Contudo sua reação é diferente da que imaginei: dessa vez me fita com curiosidade em meio a toda a irritação.

— "Mal-humorada"? — Pergunta impaciente. — Pelo menos já gostou de alguém de verdade?

Sua voz tem um toque explícito de desdém; é chocante como realmente acham que sou um completo imbecil, embora admita que não costumo me esforçar para passar uma imagem diferente.

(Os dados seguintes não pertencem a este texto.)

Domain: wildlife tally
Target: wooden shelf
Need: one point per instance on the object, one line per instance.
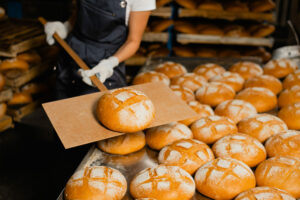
(270, 17)
(155, 37)
(211, 39)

Sei que o término de uma relação é doloroso, e é por isso para começo de conversa que evito iniciá-las.

— Claro que sim. Só não deu certo.

Capturo seu interesse e ela apoia o queixo sobre a mão fechada me fitando com atenção, a franja lhe conferindo um aspecto jovial que equilibra bem a expressão sempre séria.

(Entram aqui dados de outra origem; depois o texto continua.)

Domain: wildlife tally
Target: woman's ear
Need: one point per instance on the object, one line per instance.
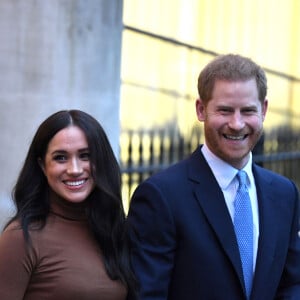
(41, 164)
(200, 110)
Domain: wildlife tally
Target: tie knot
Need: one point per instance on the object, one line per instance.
(242, 178)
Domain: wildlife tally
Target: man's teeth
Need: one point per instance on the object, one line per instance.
(233, 137)
(75, 183)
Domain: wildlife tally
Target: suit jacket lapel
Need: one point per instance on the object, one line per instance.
(268, 230)
(212, 202)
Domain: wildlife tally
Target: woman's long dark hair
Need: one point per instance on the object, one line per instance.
(105, 211)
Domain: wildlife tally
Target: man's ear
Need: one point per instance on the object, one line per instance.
(200, 110)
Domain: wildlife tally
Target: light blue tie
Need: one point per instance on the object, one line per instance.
(243, 226)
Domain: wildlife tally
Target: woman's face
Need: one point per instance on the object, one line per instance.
(67, 165)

Essas nuances dela são muito charmosas e parte do que me atrai tanto.

— E por que não? Ela não te quis?

Certa provocação brilha nos olhos escuros e no fundo, preferia que tivesse sido essa a razão.

— Namoramos.

— E então? Conta logo tudo!

É engraçado como o interesse em saber dos detalhes sórdidos da minha vida a distraem de todo o sentimentalismo em que estava imersa e não posso deixar de pensar que não está doendo tanto assim, afinal.

Nunca contei essa história para ninguém mas é um momento raro de intimidade e por alguma razão me sinto confortável com Iori, pelo menos o suficiente para falar brevemente.

— Fui um babaca. E só amor não resolve tudo.

Ela fica admirada e um pouco surpresa.

— Não resolve mesmo... Quem diria que tem alguma coisa nessa sua cabeça oca?!

Sorrio um pouco chateado com sua observação embora já tenha me acostumado a sempre esperarem o pior de mim: ela nem se surpreende com o fato de ter sido eu o causador da separação.

Devolvo a pergunta mais para alfinetá-la, porém confesso ter curiosidade de saber como seu relacionamento que parecia tão perfeito chegou ao fim.

— E vocês, terminaram por quê?

— Porque só amor não resolve tudo.

Iori torna a se fechar jogando em minha cara nossa assimetria: ela me ouve como uma irmã mais velha e nesse posição, não faz sentido que se abra comigo. Não tenho nada a oferecer nesse sentido.

Foco que meu objetivo nem é esse; qualquer envolvimento mais íntimo gera expectativas e é bom que ela já saiba exatamente o que pode esperar de mim: não serei seu confidente, seu melhor amigo nem nada do gênero, só posso ser uma companhia divertida para algumas noites tediosas.